According to Mt. Sinai’s Children's Environmental Health Center, if the Proposed Project is allowed to proceed as is, the well-being of children at P.S. 163 will suffer short- and long-term consequences, including damage to children’s reading ability, test scores, cardiovascular health, and attention, and will result in their learned helplessness, among other things. The academic literature on noise “predicts that if noise outside of a school building increased from a background level of 60 dBA, which is far louder than the current classroom ambient noise levels, to a construction level of 75 dbA, as the latter will certainly occur here, one could expect children to read at a level one full year behind their average peers.”
“We are taking today’s legal action on behalf of all New York City school children who deserve protection from loud and dangerous construction that threatens to significantly harm the schools’ ability to teach and for the children to learn,” said Rene Kathawala, Pro Bono Counsel at Orrick, Herrington & Sutcliffe LLP, filing on behalf of parents and children at P.S. 163.
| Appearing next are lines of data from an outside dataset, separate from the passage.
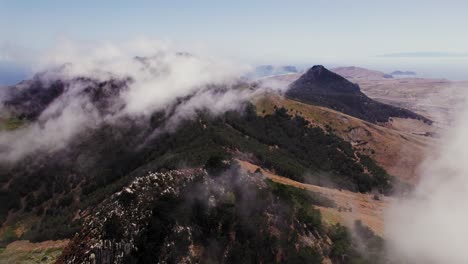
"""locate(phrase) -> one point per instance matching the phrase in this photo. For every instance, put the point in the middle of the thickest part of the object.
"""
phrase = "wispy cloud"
(431, 54)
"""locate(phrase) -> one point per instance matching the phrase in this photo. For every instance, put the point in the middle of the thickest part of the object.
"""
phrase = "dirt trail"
(25, 245)
(350, 206)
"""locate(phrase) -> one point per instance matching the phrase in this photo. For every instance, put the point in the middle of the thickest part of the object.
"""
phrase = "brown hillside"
(399, 147)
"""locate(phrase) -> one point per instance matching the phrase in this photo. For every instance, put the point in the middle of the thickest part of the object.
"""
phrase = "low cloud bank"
(153, 74)
(431, 225)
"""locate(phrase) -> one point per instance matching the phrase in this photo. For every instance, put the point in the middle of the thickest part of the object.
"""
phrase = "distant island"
(403, 73)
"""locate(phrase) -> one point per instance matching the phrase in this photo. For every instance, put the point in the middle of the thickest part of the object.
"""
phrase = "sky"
(426, 35)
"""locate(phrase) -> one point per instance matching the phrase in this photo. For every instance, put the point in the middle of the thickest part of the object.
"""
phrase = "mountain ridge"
(325, 88)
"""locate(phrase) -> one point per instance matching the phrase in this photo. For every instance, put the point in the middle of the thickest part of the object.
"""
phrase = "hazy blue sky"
(334, 32)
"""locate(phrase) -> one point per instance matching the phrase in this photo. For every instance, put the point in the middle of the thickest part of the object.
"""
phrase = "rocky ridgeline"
(109, 232)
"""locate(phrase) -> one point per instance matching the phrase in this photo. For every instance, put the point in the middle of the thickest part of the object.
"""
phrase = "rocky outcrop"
(110, 232)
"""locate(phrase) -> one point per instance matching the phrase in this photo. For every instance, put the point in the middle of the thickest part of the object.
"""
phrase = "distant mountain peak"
(320, 86)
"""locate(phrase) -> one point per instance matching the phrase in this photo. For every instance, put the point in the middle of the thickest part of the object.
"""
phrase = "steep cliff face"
(110, 232)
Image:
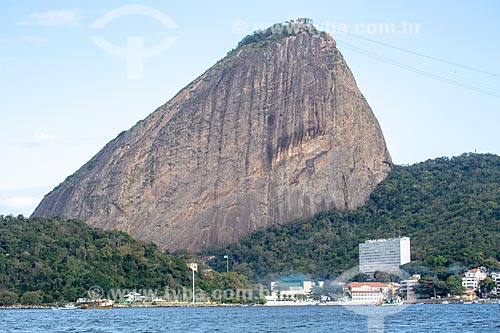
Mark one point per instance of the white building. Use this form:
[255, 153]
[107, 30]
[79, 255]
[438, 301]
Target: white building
[294, 285]
[495, 275]
[383, 255]
[472, 277]
[371, 292]
[407, 291]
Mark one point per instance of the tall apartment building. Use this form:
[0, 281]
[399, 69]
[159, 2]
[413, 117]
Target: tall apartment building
[383, 255]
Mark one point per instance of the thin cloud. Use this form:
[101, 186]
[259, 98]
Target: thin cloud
[54, 18]
[20, 201]
[40, 138]
[34, 40]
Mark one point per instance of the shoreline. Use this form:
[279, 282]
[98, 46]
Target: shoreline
[280, 304]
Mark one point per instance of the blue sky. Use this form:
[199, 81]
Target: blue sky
[63, 97]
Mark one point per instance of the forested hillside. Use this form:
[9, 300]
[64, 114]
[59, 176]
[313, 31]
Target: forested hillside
[50, 260]
[450, 207]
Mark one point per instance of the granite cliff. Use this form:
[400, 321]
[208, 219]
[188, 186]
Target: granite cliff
[274, 132]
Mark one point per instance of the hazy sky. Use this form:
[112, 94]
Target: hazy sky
[65, 91]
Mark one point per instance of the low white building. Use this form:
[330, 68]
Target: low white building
[292, 286]
[371, 292]
[473, 277]
[407, 291]
[495, 275]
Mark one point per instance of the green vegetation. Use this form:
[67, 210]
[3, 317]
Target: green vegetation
[49, 260]
[450, 207]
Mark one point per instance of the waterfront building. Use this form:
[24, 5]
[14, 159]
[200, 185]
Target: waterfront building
[293, 286]
[473, 277]
[407, 291]
[370, 292]
[383, 255]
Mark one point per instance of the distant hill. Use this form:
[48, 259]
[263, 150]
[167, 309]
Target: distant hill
[450, 207]
[52, 260]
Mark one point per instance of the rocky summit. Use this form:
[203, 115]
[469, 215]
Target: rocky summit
[274, 132]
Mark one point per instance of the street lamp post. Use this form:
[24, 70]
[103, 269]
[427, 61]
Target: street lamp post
[192, 268]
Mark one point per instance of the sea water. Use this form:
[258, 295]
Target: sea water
[412, 318]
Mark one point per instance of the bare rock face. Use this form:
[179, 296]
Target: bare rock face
[274, 132]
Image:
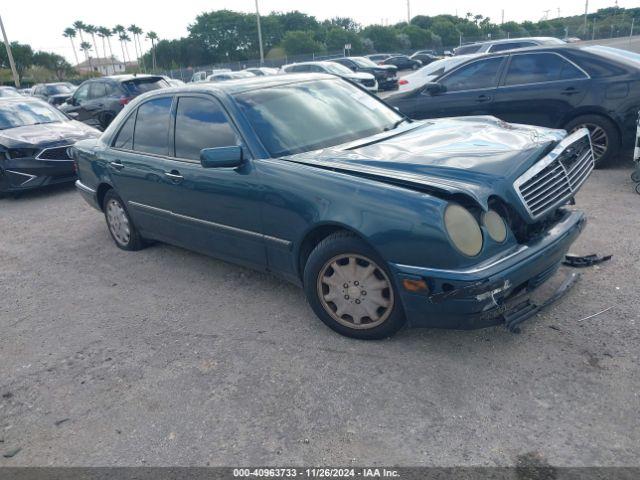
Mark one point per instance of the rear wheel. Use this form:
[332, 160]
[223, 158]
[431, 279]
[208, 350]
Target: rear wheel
[605, 138]
[121, 228]
[350, 289]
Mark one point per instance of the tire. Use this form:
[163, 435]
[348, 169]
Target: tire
[602, 130]
[368, 293]
[119, 223]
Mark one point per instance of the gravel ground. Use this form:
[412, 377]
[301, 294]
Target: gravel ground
[166, 357]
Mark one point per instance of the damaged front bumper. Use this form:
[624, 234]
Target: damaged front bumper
[494, 292]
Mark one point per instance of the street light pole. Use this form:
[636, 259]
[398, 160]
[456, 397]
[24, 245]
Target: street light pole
[16, 79]
[259, 34]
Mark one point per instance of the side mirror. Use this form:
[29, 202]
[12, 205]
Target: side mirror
[433, 88]
[221, 157]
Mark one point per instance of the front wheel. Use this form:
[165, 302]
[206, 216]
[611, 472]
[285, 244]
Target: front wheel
[121, 228]
[350, 289]
[605, 138]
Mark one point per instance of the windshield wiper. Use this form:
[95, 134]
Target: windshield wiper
[397, 124]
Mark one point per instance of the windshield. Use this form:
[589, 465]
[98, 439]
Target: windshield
[307, 116]
[363, 62]
[143, 85]
[337, 69]
[8, 92]
[58, 89]
[18, 114]
[623, 55]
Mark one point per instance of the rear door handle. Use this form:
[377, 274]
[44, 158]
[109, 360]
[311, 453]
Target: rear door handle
[570, 91]
[174, 176]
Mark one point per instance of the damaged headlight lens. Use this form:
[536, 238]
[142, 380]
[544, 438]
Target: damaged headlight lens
[463, 229]
[495, 225]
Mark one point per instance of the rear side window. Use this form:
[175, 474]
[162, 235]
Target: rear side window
[124, 139]
[152, 127]
[474, 76]
[139, 86]
[539, 68]
[201, 124]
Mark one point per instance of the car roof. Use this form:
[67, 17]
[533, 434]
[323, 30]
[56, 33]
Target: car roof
[240, 85]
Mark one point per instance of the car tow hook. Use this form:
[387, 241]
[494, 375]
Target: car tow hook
[527, 308]
[577, 261]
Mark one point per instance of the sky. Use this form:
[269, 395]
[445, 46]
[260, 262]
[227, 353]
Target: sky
[40, 23]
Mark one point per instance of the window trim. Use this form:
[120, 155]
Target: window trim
[451, 72]
[174, 116]
[506, 71]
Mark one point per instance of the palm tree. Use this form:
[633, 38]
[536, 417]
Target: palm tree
[86, 47]
[153, 36]
[136, 32]
[91, 30]
[120, 31]
[70, 33]
[105, 33]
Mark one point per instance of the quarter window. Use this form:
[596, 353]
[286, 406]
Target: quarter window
[124, 139]
[540, 67]
[152, 127]
[201, 124]
[474, 76]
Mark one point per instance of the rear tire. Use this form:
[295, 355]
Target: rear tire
[604, 136]
[121, 227]
[351, 290]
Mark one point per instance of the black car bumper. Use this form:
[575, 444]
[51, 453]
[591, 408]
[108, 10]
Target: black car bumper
[21, 174]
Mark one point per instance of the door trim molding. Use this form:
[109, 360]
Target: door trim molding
[217, 226]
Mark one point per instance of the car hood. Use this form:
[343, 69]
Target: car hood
[473, 156]
[47, 134]
[360, 76]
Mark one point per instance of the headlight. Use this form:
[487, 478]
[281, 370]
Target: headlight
[494, 223]
[463, 230]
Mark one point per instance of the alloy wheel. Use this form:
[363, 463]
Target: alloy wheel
[355, 291]
[599, 139]
[118, 222]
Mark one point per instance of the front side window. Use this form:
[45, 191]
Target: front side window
[307, 116]
[540, 67]
[474, 76]
[152, 127]
[201, 124]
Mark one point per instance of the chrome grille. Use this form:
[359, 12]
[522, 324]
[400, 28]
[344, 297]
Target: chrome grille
[54, 153]
[558, 176]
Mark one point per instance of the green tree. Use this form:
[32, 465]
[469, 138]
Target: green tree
[298, 42]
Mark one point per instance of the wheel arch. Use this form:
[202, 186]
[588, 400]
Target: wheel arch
[599, 112]
[101, 191]
[315, 235]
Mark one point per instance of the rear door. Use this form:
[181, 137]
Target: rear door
[540, 88]
[140, 168]
[218, 209]
[470, 90]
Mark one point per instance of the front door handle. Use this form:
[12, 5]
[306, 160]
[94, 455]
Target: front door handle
[174, 176]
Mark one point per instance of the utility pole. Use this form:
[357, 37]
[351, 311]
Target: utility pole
[16, 79]
[259, 34]
[586, 10]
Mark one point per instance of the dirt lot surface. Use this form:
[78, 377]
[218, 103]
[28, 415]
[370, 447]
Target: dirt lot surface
[166, 357]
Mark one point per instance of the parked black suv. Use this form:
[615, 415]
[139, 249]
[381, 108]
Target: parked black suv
[96, 102]
[559, 87]
[386, 75]
[53, 93]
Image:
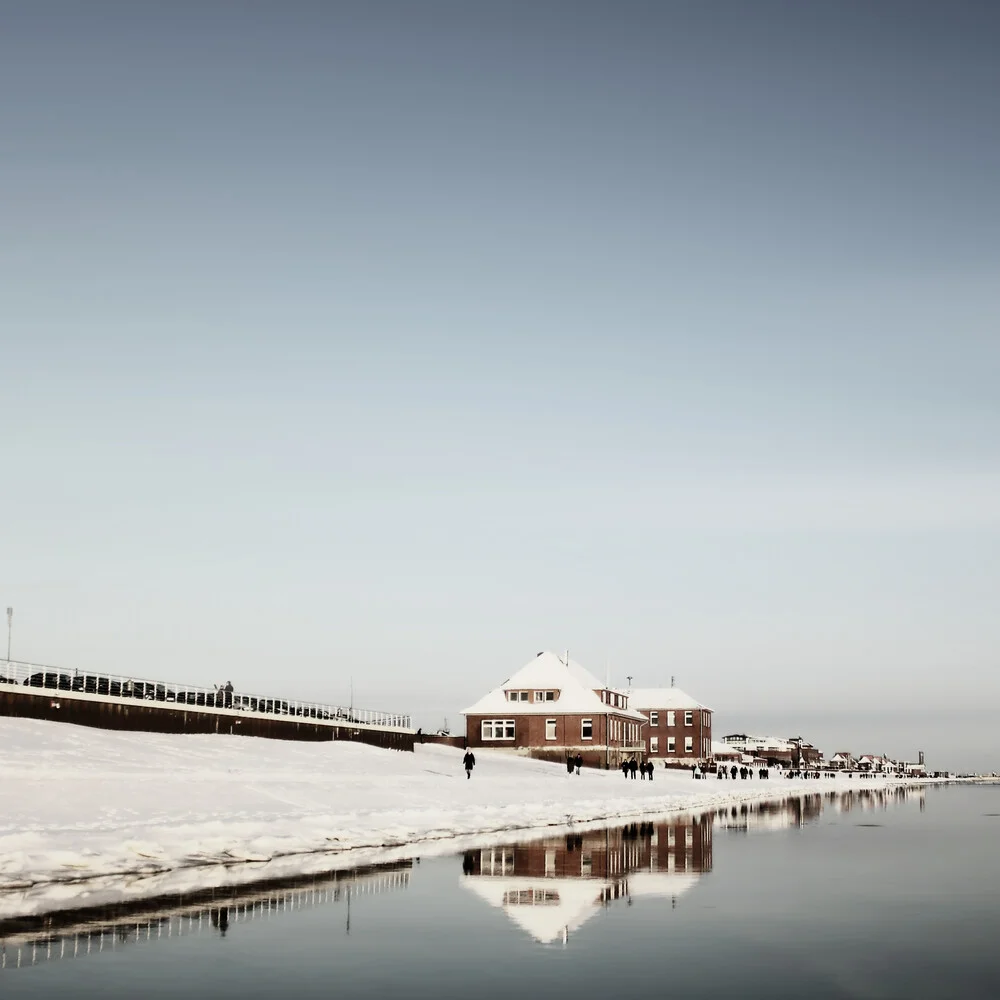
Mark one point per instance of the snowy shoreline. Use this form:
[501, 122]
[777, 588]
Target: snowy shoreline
[92, 816]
“We call on Mayor de Blasio to reject this project and protect our city’s children and their families from
the clear harms that will occur if this project is allowed to move forward in present form,” said Evie Porwick, P.S. 163 PTA Co-President and mother of two children at the school.
“Children’s ability to learn, grow, and remain healthy must be our primary concern,” said New York State Assembly Member Daniel O’Donnell. “The State Department of Health’s review of the risks of this proposal did not adequately assess the danger of this project—not only for our children but for all of our neighbors in this area.”
A bill, (Intro 420), introduced by Council Member Mark Levine, and supported by more than 20 New York City Council members, would require any construction next to a public school to limit the noise impact in classrooms to below 45 decibels. During construction noise, levels at P.S. 163 are expected to rise from their current range of 36 to 42 decibels (dBA) to a range from the low-70s dBA to low 80s dBA — roughly an 800% increase in volume. One of P.S. 163’s experts, Robert Lee, an acoustical engineer, testified that “the noise levels at the school will be expected to be similar to those produced by a vibratory concrete mixer.”
“As a parent and former educator, I'm extremely concerned about the effects this construction will have on air quality, traffic flow, emergency response, noise levels and respiratory health for children as young as three-years-old,” said Mr. Levine.
Jewish Home Lifecare (JHL), which proposes to build the 20-story nursing facility in question, abandoned its earlier plan to rebuild at its current site at W. 106th Street and instead plans to build its new facility next to P.S. 163. This change in plans results from an exchange of its current property with real estate developer Chetrit for a $35 million payment. The new facility will have 100 fewer beds and will not better serve the elderly. The responsible course of action would be for JHL to rebuild a state of the art facility at its present location. Indeed, the New York State Department of Health granted approval to JHL to do just that in 2008.